In an experiment on the photoelectric effect, an evecuated photocell with a pure metal cothode is used. Which graph best represents the variation of B, the minimum potential defference needed to prevent current from flowing, when x, the frequency of the incident light, is varied?

By Einstein's particle (photon) theory, the maximum kinetic energy `E_(max)` of the emitted electrons from the cathode is proportional to the frequency f of the light. This is expressed in the Einstein's photoelectric equation below
`E_(max)=hf-phi=hf-hf_0`
`=h(f-f_0)`..(i)
where h is the Planck's constant, `phi_0` is the work function of the metal and is related to the threshold frequency `f_0` by `phi_0=hf_0`. It is the minimum amount of work of energy necessary to take a free electron out of the metal against the attractive forces of surrounding positive ions.

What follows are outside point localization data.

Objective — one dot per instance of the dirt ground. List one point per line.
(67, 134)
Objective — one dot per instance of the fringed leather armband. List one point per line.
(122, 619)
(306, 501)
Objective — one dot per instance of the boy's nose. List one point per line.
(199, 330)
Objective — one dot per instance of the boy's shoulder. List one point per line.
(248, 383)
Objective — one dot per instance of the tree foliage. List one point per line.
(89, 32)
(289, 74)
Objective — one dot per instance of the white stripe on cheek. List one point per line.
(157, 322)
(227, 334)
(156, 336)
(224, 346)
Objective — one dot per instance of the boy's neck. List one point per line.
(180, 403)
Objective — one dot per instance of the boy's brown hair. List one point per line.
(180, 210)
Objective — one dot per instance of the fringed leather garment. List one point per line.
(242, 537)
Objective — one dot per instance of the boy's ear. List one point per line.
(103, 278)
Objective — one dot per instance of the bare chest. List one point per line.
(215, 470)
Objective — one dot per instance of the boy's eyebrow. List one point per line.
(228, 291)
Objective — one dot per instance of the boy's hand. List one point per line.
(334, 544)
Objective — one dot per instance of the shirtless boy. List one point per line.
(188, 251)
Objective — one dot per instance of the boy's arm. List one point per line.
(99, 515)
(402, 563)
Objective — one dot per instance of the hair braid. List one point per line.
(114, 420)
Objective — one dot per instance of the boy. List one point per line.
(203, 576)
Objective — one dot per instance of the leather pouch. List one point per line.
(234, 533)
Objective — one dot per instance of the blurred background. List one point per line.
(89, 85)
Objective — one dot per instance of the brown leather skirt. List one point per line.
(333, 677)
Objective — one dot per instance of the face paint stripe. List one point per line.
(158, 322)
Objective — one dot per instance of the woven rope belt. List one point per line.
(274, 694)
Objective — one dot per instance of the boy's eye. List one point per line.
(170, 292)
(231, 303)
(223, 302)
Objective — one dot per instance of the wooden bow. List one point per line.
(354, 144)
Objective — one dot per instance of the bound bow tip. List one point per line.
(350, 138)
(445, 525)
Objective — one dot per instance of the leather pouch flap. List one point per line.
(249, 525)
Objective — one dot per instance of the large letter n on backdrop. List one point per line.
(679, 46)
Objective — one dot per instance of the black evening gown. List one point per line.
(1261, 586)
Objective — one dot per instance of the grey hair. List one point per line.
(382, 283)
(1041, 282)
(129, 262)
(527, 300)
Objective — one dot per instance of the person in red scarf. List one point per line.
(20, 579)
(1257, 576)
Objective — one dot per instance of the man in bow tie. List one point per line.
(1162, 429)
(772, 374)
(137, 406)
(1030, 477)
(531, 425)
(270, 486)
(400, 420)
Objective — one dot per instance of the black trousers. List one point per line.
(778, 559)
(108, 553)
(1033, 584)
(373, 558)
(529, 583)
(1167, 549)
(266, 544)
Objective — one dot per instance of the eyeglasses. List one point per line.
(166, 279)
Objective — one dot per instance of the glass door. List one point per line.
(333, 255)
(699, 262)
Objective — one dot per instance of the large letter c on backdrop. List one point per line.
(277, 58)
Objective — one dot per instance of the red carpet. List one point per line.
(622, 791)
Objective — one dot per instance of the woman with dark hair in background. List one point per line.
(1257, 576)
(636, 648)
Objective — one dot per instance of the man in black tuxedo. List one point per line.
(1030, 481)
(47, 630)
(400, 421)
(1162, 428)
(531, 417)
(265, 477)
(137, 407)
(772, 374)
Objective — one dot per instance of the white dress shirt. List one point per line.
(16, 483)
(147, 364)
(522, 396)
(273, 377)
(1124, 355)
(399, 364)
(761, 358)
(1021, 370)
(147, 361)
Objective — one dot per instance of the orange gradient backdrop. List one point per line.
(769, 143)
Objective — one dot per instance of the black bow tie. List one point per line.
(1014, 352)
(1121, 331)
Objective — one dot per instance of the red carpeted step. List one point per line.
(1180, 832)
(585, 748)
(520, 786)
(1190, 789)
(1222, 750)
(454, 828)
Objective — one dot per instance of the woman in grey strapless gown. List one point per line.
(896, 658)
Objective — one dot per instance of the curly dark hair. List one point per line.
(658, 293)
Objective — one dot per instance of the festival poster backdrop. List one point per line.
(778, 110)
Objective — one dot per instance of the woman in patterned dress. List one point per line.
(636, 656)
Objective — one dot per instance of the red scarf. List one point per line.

At a particular negative potential difference V applied to the anode A, the current becomes zero. This is value of the negative potential difference which just stops the electrons with maximum energy from reaching A. V is called the stopping potential . Therefore,
`eV=E_(max)` ..(ii)
From Eqs. (i) and (ii), we have
`eV=E_(max)=h(f-f_0)`
`V=(h)/(e)(f-f_0)` or `y=(h)/(e)(x-x_0)`
The variation of V (or y) is thus a straight line of gradient `(h)/(e)`, when it is plotted against f(or x) at `f_0`. It is best represented in graph b.